Formiga

Greve dos servidores da educação chega a Formiga

Algumas escolas da rede estadual de educação em Formiga aderiram à greve que se alastra por diversos municípios de Minas. Até o momento, a Escola Estadual Dr. Abílio Machado (Polivalente) está totalmente paralisada, a Escola Estadual Jalcira Santos Valadão (Escola Normal) funciona em ?operação tartaruga?, ou seja, com horários reduzidos, as escolas Bernardes de Faria e Pio XII funcionam normalmente, nas outras escolas, a Inspetoria de Ensino está entrando em contato para saber a situação.
Os servidores da rede de educação começaram a cruzar os braços no dia 16 de março em Belo Horizonte, reivindicando reajuste e reposição de perdas salariais. De acordo com a diretoria do Sindicato dos Trabalhadores em Educação da capital, a categoria quer a reposição de 22,41% das perdas por causa da inflação
O sindicato também luta contra a Lei 9815/10 que, para o órgão, não ajuda em nada os professores. A lei prevê abono de fixação somente para algumas escolas; prêmio de orientação pedagógica, mas para receber o servidor tem que participar de reunião fora do horário de trabalho e o servidor não pode ter nenhum dia de licença médica. Além disso a lei não beneficia os auxiliares de escola e os aposentados, explica a diretoria do sindicato.
Os servidores estão mobilizados também para a implementação do Piso Salarial Profissional Nacional (PSPN). Segundo o Sindicato Único dos Trabalhadores em Educação de Minas Gerais (Sind-UTE/MG), a categoria está sem reajuste há três anos. O piso salarial do professor de nível médio de escolaridade é de R$ 336 e dos professores com graduação o piso é de R$ 500,49.

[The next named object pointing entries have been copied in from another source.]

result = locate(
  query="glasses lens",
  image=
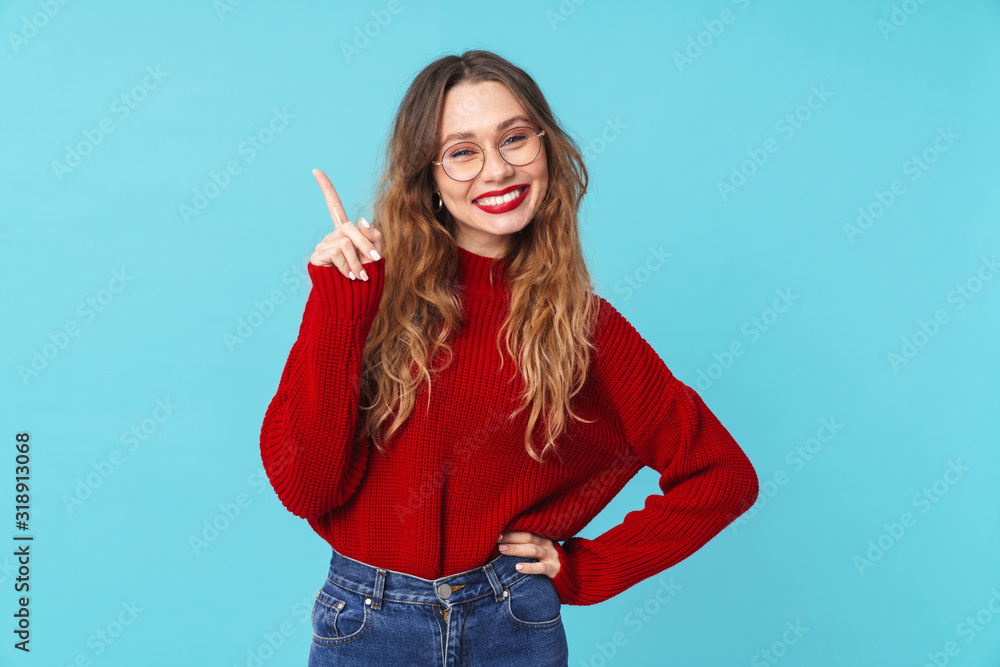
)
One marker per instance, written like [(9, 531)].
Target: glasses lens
[(520, 146), (463, 161)]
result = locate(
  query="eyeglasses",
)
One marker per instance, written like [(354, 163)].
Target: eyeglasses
[(464, 161)]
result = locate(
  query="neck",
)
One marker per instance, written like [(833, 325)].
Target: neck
[(475, 272)]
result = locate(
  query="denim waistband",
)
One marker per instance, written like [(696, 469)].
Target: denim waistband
[(381, 584)]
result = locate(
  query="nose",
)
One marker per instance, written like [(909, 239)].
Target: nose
[(495, 168)]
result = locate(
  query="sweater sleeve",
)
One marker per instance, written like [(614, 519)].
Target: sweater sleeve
[(706, 479), (306, 440)]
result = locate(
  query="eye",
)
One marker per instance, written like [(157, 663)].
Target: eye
[(515, 138)]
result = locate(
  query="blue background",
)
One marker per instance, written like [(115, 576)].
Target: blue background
[(661, 134)]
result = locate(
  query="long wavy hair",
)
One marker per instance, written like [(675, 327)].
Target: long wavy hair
[(549, 323)]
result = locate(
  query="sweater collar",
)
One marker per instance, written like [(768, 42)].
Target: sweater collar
[(474, 273)]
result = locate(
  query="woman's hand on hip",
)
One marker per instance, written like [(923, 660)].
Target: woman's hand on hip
[(523, 543)]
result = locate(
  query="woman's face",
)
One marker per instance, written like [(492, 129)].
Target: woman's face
[(480, 109)]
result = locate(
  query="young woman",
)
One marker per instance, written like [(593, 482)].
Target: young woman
[(455, 378)]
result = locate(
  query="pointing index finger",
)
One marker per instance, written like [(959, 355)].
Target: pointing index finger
[(333, 203)]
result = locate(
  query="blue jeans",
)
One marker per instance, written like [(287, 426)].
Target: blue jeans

Na semana passada, outros municípios, como Divinópolis e Uberaba,aderirem a greve, depois da paralisação dos professores das redes municipal e privada, os alunos da rede estadual estão sem aulas.
De acordo com a diretoria do Sindicato Único dos Trabalhadores em Educação de Minas Gerais (Sind-UTE/MG), ao contrário do que foi divulgado pelo governo de Minas, atualmente os profissionais têm um teto salarial e não piso salarial. Minas Gerais tem o 8º pior salário do país.